Direktur Asosiasi Fintech (Aftech) Ajisatria Sulaeman menyebutkan, kurangnya data membuat fintech sulit melakukan analisis risiko kredit. Memang, fintech mengadopsi teknologi yang bisa menggali data peminjam lewat media sosial ataupun penggunaan layanan seperti Go-Jek dan yang lainnya. Namun, data itu belum menjamin bahwa peminjam punya kemampuan dan itikad baik untuk membayar.
Data lengkap itu bisa diperoleh fintech lewat Sistem Layanan Informasi Keuangan (SLIK). "Data dari Direktorat Jenderal (Ditjen) Kependudukan dan Pencatatan Sipil (Dukcapil) dan SLIK sangat penting, supaya kami bisa pastikan borrower itu tidak bisa fraud," ujarnya di Fintech Space, Jakarta, Selasa (28/8).
Fintech memang sudah bisa bertukar data dengan perbankan dan lembaga jasa keuangan lainnya lewat SLIK, meskipun baru diwajibkan OJK pada 2022 nanti. Namun, Aji menjelaskan bahwa sistem pendataan peminjam di fintech berbeda dengan perbankan. "Format (untuk) fintech ini belum ada," ujarnya.
(Baca juga: Fintech Lending Diklaim Sumbang Rp 26 Triliun ke PDB Indonesia)
Padahal, risiko yang ditanggung fintech imbas kredit bermasalah (Non Performing Loan/NPL) bisa menurun bila mendapat akses data dari SLIK. Seiring dengan penurunan risiko itu, bunga fintech juga akan menurun. Alhasil, beberapa fintech memilih bunga tinggi untuk mengantisipasi NPL.
Memang ada fintech yang menggunakan jasa penilai kredit (credit scoring) seperti pemeringkat efek Indonesia (Pefindo) biro kredit. Hanya, tentu ada biaya tambahan. Nah, biaya tambahan ini dibebankan kepada peminjam lewat bunga atau ongkos operasional. "Fokusnya bagaimana kami bisa identifikasi borrower, terutama yang beritikad baik," ujarnya.

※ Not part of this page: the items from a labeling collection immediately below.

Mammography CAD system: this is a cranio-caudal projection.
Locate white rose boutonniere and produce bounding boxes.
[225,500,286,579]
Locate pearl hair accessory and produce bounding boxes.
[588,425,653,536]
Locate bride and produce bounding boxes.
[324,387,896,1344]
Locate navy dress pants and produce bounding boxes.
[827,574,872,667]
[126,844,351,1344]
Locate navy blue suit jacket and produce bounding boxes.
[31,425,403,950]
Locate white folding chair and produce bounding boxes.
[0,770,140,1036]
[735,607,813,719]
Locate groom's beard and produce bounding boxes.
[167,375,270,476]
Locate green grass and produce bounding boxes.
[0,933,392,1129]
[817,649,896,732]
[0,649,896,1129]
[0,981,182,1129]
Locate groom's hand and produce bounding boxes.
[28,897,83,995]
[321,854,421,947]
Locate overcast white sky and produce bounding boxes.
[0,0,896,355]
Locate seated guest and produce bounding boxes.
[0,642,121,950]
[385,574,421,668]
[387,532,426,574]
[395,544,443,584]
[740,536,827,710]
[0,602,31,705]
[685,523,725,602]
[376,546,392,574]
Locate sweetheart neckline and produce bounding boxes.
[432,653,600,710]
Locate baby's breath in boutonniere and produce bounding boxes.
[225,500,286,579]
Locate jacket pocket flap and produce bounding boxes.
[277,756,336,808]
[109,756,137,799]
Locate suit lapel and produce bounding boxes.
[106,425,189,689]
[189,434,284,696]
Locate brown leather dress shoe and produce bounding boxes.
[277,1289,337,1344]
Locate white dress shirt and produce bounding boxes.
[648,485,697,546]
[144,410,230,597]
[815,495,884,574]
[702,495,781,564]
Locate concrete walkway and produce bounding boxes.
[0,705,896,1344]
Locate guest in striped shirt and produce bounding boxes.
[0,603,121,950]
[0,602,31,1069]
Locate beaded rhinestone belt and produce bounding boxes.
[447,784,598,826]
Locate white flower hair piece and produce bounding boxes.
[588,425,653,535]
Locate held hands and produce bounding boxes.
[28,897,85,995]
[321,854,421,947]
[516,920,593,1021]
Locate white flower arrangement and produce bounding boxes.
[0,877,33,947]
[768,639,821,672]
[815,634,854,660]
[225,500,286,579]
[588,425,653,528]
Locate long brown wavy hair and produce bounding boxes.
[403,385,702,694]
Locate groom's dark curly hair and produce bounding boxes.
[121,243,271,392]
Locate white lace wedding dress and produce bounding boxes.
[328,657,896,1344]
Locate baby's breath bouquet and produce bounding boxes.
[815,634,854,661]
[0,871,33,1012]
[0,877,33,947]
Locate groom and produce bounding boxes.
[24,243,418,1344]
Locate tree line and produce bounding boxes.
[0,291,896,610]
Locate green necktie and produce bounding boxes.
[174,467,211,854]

Perlu diingat, kata dia, peminjam yang menggunakan layanan fintech biasanya tidak memenuhi persyaratan perbankan. Itu artinya, ada risiko yang tidak ingin diambil oleh bank. Sementara, besaran bunga fintech ataupun lembaga jasa keuangan lainnya berbanding lurus dengan tingkat risikonya.